KERAJINAN KELUARGA: Indah, warga Desa Plumutan tengah menganyam piring dari bahan lidi kelapa. (kanan) Salah satu produk inovasi berupa tempat bolpoin. (FOTO-FOTO: SIGIT ANDRIANTO/JAWA POS RADAR SEMARANG)
KERAJINAN KELUARGA: Indah, warga Desa Plumutan tengah menganyam piring dari bahan lidi kelapa. (kanan) Salah satu produk inovasi berupa tempat bolpoin. (FOTO-FOTO: SIGIT ANDRIANTO/JAWA POS RADAR SEMARANG)

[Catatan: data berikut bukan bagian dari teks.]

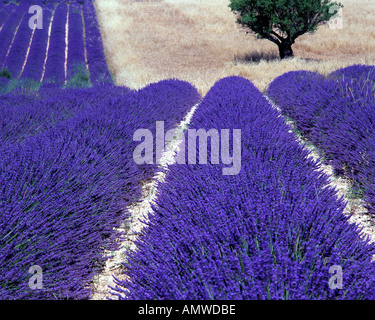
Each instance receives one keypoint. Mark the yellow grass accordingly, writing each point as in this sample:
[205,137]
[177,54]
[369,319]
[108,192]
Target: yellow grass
[200,42]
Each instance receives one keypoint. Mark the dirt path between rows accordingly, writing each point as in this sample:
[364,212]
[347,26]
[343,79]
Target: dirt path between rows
[131,228]
[355,208]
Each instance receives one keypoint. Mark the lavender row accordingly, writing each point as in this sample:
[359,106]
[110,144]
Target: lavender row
[25,116]
[64,190]
[270,232]
[97,64]
[336,114]
[55,65]
[76,50]
[37,54]
[17,54]
[9,29]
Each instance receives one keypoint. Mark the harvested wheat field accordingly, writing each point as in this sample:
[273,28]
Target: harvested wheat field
[200,42]
[105,193]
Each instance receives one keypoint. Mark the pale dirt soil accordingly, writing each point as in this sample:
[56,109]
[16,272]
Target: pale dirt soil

RADARSEMARANG.COM – Ketika bertandang ke sejumlah rumah makan, biasanya akan dijumpai piring yang terbuat dari anyaman lidi. Desa Plumutan, Kecamatan Bancak, Kabupaten Semarang adalah salah satu yang menjadi pemasok piring jenis ini ke sejumlah kota di Indonesia.

SIGIT ANDRIANTO

TUMPUKAN lidi membuat rumah Indah, salah satu warga Desa Plumutan, nampak sedikit berantakan. Bukan sapu lidi yang lepas dari ikatannya, namun lidi-lidi ini adalah bahan untuk membuat sejumlah produk anyaman, seperti piring, tempat bumbu, dan sejumlah produk rumah tangga lainnya.

Bisa dibilang, lidi-lidi ini merupakan sumber pendapatan bagi Indah dan sejumlah warga lainnya di Desa Plumutan. Ya, hampir 90 persen warga Desa Plumutan membuat produk yang dikirim ke sejumlah kota, seperti Jogja, Bandung, Jakarta bahkan ke Pulau Bali. Tidak menutup  kemungkinan dari kota-kota tersebut, produk ini kembali dikirim ke luar negeri.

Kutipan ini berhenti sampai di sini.